SPSS Statistics

 View Only

The mad scientist workflow: Some examples of using python and R within SPSS

By Archive User posted Tue April 08, 2014 11:17 AM

  

I figured I would share some of the scripts I have been recently working on to produce a set of figures on a regular basis for reports. SPSS GGRAPH can not be directly parameterized within macro's (at least without a lot of work - see a counter example of Marta Garcia-Granero's macro for Kalbfleisch-Prentice 95%CI for survival), but can be called using python code.

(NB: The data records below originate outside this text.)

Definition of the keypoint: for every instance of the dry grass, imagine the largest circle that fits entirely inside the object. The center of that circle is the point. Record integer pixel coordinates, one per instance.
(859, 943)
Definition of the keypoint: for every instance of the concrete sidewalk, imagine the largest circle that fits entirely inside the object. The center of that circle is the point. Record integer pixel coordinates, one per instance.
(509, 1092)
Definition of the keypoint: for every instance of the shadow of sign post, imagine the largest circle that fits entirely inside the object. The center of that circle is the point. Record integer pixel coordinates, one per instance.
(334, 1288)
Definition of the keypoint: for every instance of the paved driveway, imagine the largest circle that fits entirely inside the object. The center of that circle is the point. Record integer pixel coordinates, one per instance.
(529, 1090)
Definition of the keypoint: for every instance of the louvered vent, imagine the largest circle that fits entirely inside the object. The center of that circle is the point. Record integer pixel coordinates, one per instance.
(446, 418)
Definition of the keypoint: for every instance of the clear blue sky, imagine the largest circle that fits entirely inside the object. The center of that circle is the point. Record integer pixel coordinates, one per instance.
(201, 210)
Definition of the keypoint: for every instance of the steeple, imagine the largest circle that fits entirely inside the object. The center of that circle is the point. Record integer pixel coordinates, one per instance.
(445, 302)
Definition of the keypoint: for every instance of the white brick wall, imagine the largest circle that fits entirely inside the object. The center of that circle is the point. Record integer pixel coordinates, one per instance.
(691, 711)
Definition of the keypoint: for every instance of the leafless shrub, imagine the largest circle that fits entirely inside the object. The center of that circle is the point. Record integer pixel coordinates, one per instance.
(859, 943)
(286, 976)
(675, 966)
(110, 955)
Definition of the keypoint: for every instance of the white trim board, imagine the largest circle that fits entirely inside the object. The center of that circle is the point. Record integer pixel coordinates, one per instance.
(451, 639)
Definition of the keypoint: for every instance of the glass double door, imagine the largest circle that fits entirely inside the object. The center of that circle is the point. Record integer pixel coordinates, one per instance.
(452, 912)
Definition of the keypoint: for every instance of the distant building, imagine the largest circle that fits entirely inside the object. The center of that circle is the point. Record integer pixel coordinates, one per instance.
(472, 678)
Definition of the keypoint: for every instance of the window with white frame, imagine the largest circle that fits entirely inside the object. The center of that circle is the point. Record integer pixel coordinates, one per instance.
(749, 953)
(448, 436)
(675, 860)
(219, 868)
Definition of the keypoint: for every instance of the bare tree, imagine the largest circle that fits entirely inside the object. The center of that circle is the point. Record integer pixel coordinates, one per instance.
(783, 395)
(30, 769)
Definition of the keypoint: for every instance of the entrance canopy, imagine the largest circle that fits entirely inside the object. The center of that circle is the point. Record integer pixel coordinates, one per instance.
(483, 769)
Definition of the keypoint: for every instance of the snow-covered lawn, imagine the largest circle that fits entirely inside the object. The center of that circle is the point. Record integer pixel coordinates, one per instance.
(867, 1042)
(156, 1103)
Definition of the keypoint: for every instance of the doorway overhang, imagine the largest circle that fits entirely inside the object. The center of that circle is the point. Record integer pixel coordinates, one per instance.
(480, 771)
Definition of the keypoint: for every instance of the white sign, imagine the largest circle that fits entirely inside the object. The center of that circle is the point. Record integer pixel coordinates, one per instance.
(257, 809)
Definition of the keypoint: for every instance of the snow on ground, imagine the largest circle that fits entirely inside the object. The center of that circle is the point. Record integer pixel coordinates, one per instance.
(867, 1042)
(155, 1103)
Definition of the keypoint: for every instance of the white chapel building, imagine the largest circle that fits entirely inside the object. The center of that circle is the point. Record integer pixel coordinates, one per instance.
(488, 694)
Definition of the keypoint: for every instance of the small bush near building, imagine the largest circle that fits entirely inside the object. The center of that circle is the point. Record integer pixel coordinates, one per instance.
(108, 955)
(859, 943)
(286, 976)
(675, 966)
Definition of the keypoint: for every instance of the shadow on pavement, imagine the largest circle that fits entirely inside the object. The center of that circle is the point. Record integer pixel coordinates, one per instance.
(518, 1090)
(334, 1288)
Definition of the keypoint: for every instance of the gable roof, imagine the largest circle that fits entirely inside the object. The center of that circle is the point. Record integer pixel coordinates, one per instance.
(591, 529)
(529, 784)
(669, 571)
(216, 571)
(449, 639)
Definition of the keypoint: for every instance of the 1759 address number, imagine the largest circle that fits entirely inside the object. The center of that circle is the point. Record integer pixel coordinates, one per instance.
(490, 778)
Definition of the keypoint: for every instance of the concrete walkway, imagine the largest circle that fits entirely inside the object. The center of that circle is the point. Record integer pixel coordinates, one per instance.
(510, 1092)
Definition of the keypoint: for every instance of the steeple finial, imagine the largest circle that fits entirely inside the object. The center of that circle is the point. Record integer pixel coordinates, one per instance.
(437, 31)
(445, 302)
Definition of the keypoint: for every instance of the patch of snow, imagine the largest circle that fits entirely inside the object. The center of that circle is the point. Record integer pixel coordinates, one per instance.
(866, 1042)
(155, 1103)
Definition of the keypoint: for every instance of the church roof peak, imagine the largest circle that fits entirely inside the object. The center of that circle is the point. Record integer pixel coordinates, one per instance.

Jon Peck has some examples at the Developerworks blog, and here I will show some more! I am also going to show how to make some automated maps in R using the ggmap package, with which you can grab various basemap tiles from online and superimpose point data.


So lets provide some example data to work with.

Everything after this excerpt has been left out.